Poppy was not one to be harsh with discipline.
Only once do I recall him administering a spanking and then he used a limp palm frond. Some time about my age of four, I was very angry about something now long since forgotten and I took a pair scissors to the left long sleeves of his cotton work shirts and cut as high as I could reach above the elbow.
For several years he would wear these shirts with the right long sleeve in tact and the left sleeve cut off on the arm that he placed on the pickup truck window driver’s side. His left arm always had a deep tan.
My punishment was seeing him in the shirts, his silent treatment about the scissor-cutting incident, and his very tan left arm. At age seven, I was riding with him in the truck when a man at the cotton gin asked him what had happened to his shirt.

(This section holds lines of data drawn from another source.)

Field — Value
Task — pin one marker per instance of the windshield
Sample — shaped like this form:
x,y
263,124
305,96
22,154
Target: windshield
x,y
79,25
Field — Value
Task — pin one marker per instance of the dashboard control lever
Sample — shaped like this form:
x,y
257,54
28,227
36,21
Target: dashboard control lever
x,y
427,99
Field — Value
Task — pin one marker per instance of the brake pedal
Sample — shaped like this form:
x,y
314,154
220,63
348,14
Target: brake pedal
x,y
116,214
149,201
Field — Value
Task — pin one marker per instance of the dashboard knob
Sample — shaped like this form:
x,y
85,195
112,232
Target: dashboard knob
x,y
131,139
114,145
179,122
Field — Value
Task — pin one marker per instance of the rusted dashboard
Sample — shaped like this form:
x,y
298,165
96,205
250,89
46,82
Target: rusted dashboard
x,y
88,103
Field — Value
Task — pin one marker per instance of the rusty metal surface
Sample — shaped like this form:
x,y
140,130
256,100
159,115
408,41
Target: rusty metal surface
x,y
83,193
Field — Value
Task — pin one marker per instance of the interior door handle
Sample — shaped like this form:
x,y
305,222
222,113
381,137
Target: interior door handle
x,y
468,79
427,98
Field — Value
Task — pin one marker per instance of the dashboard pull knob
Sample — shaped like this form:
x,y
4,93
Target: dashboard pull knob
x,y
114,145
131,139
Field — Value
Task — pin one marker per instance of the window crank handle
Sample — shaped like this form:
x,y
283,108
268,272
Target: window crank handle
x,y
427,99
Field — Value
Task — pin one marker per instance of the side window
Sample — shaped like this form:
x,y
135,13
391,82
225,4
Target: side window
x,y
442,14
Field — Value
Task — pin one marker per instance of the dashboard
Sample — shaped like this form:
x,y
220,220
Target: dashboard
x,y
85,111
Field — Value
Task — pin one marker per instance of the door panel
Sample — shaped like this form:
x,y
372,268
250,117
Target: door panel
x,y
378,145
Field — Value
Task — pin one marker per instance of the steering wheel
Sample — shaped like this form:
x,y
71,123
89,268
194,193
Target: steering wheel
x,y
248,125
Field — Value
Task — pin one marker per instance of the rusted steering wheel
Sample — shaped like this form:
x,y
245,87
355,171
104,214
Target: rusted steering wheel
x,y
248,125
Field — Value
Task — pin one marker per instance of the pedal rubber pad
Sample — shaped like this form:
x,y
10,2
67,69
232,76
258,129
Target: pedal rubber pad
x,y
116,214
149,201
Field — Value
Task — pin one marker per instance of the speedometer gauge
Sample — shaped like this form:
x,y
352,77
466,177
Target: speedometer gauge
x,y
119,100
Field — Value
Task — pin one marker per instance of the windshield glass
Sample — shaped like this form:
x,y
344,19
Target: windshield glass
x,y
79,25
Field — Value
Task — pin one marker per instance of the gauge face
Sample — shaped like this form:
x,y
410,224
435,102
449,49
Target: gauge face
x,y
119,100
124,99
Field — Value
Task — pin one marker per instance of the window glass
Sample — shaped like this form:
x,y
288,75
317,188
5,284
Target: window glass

Poppy replied, “Oh! A little rat chewed on it.”
As we drove away, I finally expressed my guilt and bravely said, “I am that rat”.
Poppy looked at me with his cool blue eyes and smiled in a bemused manner. Finally he took a long slow breath and asked me, “Is it time to cut the tail off of that rat?”
I sided up to him and he put his right arm around me and held me close for several miles as we drove in silence.
Finally the silence was broken when he pulled into the rural
country store and said, “Time to buy some new work shirts”,
We did exactly that and drove back to the ranch, marched into the house headed for his closet, and took all the cut
(rat chewed) shirts and removed them.
The shirt fabric became work cloths. I used some of them over 15 years later to wash and scrub my car and to wipe the oil dipstick. Now sixty years later. I found the remnants of one of the backs of one of the shirts and the front pocket side cut and stitched together into a kitchen towel.
Good cotton and good people endure and age softly.